1) Create a Dataset
The first step is gathering the data you want the model to learn from.- Go to Forge > Finetuning.
- Click New Dataset.
- Choose a source (e.g., Production Traffic to filter real requests, or File Upload).
- Save the dataset.
2) Prepare & Refine Data
Once the dataset is created, you can improve its quality.- Open the Dataset.
- Use AI Review to spot inconsistencies.
- Edit individual requests to fix errors or improve the “ideal” response.
- Apply Modifications (regex) or Augmentations (synthetic variations) if needed.
3) Create a Composition
A Composition is a “recipe” that combines one or more datasets.
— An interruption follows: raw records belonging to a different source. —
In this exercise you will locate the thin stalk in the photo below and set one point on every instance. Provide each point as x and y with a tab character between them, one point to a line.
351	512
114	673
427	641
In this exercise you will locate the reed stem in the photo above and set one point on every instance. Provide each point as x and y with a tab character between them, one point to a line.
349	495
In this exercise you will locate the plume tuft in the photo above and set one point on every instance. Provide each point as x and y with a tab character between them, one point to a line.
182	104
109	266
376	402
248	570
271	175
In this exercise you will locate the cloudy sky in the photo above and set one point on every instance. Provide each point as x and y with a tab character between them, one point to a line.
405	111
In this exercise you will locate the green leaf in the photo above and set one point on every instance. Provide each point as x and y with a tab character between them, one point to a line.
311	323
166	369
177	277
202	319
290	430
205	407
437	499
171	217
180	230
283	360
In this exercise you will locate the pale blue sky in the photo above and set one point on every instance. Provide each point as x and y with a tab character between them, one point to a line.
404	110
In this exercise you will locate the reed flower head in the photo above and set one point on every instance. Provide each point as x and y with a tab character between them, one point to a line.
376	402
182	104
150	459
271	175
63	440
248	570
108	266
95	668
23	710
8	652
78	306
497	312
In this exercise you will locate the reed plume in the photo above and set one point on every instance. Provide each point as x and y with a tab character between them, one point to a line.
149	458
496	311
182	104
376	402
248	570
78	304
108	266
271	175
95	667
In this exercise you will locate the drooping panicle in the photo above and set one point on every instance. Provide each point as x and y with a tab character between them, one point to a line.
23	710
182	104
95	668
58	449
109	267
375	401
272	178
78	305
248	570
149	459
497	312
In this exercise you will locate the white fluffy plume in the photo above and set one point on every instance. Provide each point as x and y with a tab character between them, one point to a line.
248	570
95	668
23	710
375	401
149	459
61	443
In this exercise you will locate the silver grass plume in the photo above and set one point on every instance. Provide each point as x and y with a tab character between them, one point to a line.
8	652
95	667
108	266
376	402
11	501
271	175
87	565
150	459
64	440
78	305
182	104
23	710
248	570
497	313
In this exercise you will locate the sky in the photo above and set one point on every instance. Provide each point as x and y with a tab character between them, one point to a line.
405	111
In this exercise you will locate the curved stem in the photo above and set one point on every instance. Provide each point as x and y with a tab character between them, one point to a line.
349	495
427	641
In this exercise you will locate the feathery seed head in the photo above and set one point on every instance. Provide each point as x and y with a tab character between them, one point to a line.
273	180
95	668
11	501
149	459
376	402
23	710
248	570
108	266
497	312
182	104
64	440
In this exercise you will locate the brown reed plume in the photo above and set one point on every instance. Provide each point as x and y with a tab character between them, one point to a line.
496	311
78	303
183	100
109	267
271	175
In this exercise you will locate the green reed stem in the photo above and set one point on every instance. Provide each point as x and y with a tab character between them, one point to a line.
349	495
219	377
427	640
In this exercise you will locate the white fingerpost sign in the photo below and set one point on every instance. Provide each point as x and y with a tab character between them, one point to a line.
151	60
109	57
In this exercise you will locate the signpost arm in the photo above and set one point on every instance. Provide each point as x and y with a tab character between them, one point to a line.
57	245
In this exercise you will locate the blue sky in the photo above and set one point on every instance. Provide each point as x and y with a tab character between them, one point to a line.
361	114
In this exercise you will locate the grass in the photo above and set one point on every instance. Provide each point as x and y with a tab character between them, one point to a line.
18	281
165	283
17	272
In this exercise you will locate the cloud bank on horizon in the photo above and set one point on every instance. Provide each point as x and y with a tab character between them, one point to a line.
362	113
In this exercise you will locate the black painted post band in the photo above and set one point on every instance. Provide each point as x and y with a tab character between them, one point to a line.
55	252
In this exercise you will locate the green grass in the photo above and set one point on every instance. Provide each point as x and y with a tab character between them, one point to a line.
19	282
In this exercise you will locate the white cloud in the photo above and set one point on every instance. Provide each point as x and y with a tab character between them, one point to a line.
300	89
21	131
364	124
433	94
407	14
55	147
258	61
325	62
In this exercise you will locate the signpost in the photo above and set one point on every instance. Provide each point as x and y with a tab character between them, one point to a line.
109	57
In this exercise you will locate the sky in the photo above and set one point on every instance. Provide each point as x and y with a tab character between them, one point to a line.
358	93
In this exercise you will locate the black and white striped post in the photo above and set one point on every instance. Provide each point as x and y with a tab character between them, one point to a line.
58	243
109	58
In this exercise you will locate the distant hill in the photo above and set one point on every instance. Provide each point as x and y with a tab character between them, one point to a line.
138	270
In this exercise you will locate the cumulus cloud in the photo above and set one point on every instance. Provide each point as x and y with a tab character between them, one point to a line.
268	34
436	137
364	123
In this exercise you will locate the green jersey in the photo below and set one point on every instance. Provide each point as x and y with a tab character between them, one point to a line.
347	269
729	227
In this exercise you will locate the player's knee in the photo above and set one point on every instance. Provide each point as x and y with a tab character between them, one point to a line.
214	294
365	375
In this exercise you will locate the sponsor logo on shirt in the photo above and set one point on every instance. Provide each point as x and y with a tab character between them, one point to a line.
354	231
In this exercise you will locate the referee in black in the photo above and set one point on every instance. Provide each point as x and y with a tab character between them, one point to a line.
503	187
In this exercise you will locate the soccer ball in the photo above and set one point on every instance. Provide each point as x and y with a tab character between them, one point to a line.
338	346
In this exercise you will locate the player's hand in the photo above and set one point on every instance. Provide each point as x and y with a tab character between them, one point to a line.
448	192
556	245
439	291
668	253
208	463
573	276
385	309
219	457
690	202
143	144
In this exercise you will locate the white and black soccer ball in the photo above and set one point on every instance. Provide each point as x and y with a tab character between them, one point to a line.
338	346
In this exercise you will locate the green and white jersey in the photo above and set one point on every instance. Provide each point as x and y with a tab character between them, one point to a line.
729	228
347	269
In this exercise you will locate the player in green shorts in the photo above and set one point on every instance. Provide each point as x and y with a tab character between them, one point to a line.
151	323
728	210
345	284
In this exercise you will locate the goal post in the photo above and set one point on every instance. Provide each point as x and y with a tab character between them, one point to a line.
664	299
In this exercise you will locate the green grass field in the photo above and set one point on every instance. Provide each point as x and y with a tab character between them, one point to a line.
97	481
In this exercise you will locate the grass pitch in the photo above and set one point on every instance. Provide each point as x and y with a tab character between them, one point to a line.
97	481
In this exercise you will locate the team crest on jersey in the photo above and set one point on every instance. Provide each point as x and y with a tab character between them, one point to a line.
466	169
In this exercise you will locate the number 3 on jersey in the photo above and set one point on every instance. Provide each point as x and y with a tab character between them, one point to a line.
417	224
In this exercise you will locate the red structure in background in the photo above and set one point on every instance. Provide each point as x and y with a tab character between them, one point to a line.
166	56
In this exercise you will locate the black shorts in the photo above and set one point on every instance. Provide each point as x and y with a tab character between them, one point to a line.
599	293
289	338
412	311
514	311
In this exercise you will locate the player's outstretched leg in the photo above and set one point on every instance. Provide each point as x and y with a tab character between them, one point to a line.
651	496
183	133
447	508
This lets you mix and match data (e.g., “80% production data + 20% golden test set”) without duplicating the underlying requests.- Go to Forge > Compositions.
- Click New Composition.
- Select the datasets to include.
- Adjust sampling weights if desired.
4) Start a Fine-tune Run
Now you’re ready to train.- Go to Forge > Finetuning (or start directly from a Composition).
- Click New Finetune Run.
- Select your Composition.
- Choose the Base Model (e.g.,
llama-3.1-8b-instruct). - Configure hyperparameters (epochs, learning rate) or stick to defaults.
- Start the run.
5) Validate the Model
After training completes, Maitai automatically runs a validation step (if configured) or you can run one manually.- Open the Fine-tune Run.
- Go to the Validation tab.
- Review the Validation Run results to see how the new model performed against a holdout set or specific Test Set.
- Check metrics like accuracy and pass rate.
6) Benchmarking against Golden Test Sets
Once you have a candidate model, the final hurdle before deployment is ensuring it actually outperforms your baseline on high-signal cases.- Go to Test > Test Sets.
- Select your Golden Test Set for this intent.
- Start a New Test Run using your newly fine-tuned model.
- Use the Compare Runs feature to side-by-side the results of the new model against your current production model.
- Verify that the new model maintains or improves performance on critical “golden” examples.
7) Deploy
If the model performs well and passes your golden benchmarks:- Click Deploy on the Fine-tune Run page.
- The model becomes available as a
ft:...ID that you can use in your Applications or Intents configuration.